Mais l'auteur ne s'est pas arrêté en si bon chemin. Tom Schwoerin, l'un des principaux personnages du roman, est cliologue (historien mathématicien) et s'évertue à faire parler des modélisations pour interpréter les fais, les observations. Il considère d'ailleurs l'histoire narratologique comme de la littérature. Tom a un problème, un sujet d'étude : comprendre pourquoi un village de la Forêt Noire, Eifelheim, a été rayé de la carte et jamais reconstruit, ceci en totale contradiction avec l'histoire statistique. Dans le même temps sa compagne, Sharon Nagy, s'intéresse à la vitesse de la lumière variable, une théorie fort controversée qui pourrait cependant bien révolutionner la physique. Vous voyez le rapport ?
En 1348, alors que la Peste arrive sur les talons du châtelain de retour de France où il a participé à la Guerre de Cent Ans, d'étranges événements surviennent à Oberhoshwald. Nous y assistons par les yeux du père Dietrich. Ce dernier a étudié à Paris sous la houlette de Jean Buridan de Béthune — celui de l'âne —, à qui Flynn dédicace son livre. Il connaît également Guillaume d'Occam, une des pointures intellectuelles de ce temps. Cet homme de Dieu est un lettré à l'esprit ouvert, à cent lieues d'une image erronée du Moyen Age qui ne voit en cette époque que cinq siècles de ténèbres peuplés de paysans bas du front et de brutes confites en dévotion, l'intelligence oblitérée par une foi aveugle. Image qui veut que la civilisation antique n'ait survécu qu'en traversant la Méditerranée pour se réfugier en terre arabe. Cette vision du Moyen Age, faisant fi de personnalités aussi brillantes que celle de l'abbesse Hildegarde von Bingen (sur le Rhin, près d'Heidelberg) citée dans le roman et dont l'œuvre importante et novatrice est encore jouée de nos jours, a, certes, été invalidée par les historiens récents, mais beaucoup de gens persistent à l'ignorer.

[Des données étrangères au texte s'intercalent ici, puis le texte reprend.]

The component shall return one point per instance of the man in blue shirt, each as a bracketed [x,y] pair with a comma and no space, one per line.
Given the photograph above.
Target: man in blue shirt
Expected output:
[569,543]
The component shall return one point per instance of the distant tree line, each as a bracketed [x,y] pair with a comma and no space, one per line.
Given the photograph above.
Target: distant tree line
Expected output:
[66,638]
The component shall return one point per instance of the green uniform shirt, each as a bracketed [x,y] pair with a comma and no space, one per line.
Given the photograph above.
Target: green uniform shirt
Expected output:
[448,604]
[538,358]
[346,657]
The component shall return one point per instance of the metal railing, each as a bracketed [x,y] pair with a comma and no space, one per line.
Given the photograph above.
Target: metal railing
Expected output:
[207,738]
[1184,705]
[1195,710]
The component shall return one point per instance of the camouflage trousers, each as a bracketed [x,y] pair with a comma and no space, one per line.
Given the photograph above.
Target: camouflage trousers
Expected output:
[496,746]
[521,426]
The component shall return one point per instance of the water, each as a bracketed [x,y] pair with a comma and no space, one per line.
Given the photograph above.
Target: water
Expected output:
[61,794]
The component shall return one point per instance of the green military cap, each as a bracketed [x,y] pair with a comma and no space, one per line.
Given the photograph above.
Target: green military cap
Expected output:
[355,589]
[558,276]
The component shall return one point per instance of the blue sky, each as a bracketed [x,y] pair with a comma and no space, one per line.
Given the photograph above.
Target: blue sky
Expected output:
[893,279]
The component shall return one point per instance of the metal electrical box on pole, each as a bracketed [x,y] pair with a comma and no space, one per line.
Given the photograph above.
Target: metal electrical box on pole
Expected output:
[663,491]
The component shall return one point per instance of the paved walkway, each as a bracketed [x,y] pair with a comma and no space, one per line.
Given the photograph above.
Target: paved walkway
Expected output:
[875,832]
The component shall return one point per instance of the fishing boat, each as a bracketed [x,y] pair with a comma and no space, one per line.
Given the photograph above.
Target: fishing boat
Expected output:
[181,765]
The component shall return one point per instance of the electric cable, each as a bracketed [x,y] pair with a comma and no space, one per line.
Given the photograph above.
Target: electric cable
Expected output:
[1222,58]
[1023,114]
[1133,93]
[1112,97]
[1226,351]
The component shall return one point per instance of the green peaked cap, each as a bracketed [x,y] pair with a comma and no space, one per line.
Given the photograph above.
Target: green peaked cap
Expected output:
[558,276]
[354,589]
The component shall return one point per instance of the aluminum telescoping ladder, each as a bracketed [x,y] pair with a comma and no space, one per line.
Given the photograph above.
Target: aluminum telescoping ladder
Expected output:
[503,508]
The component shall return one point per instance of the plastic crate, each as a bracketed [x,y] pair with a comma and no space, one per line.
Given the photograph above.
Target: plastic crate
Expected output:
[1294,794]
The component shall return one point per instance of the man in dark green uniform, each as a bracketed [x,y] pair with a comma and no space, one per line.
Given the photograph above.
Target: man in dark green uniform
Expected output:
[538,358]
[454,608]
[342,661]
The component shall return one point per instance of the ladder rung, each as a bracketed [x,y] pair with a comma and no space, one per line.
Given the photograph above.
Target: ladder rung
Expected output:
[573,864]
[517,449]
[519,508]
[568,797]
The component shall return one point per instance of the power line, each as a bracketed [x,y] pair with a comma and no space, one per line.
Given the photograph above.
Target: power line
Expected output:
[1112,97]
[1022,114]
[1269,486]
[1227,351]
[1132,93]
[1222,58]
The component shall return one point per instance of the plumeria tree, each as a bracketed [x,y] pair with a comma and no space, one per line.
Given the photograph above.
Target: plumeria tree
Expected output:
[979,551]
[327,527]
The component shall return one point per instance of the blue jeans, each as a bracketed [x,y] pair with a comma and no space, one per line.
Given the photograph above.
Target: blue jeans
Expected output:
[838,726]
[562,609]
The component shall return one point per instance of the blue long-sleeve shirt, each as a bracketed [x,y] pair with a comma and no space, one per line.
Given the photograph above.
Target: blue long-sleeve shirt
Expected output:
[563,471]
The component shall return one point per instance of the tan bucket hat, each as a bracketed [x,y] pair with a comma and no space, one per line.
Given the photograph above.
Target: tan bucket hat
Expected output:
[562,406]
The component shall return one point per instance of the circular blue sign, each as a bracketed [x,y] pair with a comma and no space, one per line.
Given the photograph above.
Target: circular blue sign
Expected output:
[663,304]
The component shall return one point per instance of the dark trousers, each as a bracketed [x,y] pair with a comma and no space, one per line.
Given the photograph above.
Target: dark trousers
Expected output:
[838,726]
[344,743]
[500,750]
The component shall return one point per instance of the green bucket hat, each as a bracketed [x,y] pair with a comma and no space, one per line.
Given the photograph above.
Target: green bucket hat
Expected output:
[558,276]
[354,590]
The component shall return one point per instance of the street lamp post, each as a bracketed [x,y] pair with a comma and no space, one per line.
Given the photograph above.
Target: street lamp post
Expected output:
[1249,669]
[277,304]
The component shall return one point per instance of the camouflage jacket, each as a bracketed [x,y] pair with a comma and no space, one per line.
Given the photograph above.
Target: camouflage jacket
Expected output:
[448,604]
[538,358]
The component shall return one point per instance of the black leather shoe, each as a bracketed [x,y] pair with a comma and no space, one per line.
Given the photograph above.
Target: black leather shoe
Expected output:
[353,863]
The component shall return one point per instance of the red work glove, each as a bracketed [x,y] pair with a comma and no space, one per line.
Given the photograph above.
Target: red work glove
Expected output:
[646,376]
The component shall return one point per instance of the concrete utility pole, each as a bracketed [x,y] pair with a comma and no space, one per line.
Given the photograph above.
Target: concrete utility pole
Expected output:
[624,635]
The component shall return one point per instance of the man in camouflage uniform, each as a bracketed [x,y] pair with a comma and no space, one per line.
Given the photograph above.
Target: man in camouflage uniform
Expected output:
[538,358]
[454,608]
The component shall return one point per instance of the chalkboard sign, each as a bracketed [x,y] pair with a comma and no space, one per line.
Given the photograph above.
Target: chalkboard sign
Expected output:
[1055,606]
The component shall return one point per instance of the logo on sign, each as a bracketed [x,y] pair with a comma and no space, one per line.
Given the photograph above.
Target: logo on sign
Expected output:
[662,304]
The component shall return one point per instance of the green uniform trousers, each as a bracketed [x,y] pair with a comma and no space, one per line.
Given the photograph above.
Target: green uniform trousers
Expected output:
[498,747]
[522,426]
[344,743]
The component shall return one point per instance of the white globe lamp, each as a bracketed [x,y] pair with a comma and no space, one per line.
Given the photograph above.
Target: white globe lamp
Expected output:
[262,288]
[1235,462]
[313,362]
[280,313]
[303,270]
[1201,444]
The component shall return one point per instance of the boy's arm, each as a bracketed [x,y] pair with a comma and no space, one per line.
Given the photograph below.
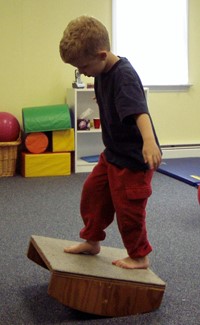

Cette époque était bien plus rationnelle que la Renaissance qui lui a succédé, mais nous ne sommes plus guère en mesure aujourd'hui d'appréhender cette rationalité-là. Flynn fait d'ailleurs dire à un personnage que nous ne savons plus lire Buridan, d'Occam ou Thomas d'Aquin. C'est au frère Joachim, un franciscain, que revient le rôle du dévot, quoiqu'il ne soit pas pour autant un abruti. « Oui, vous êtes un homme de bien, je pense ; mais vous êtes par trop froid. Plutôt que de faire le bien, vous préférez y réfléchir. » (p. 123) Tout froid intellectuel qu'il fut, le père Dietrich n'est qu'un homme de son temps. Quand il rencontre des extraterrestres qui ressemblent à des sauterelles géantes, il ne peut les appréhender qu'en fonction de ses propres catégories de pensées, qui sont celles du bas Moyen Age. Il leur attribue des noms/fonctions en allemand. Bien que deux villageois soient morts, dommage collatéral de l'arrivée des Krenken (E.T.), Dietrich les aborde avec circonspection, mais dans un esprit naturaliste exempt de superstition. D'emblée, il comprend avoir affaire à des êtres intelligents et, à aucun moment, il ne voit là d'intervention divine. Son attitude n'a rien à voir avec une vue de l'esprit de l'auteur ; elle est en parfaite conformité avec la manière de penser des intellectuels d'alors.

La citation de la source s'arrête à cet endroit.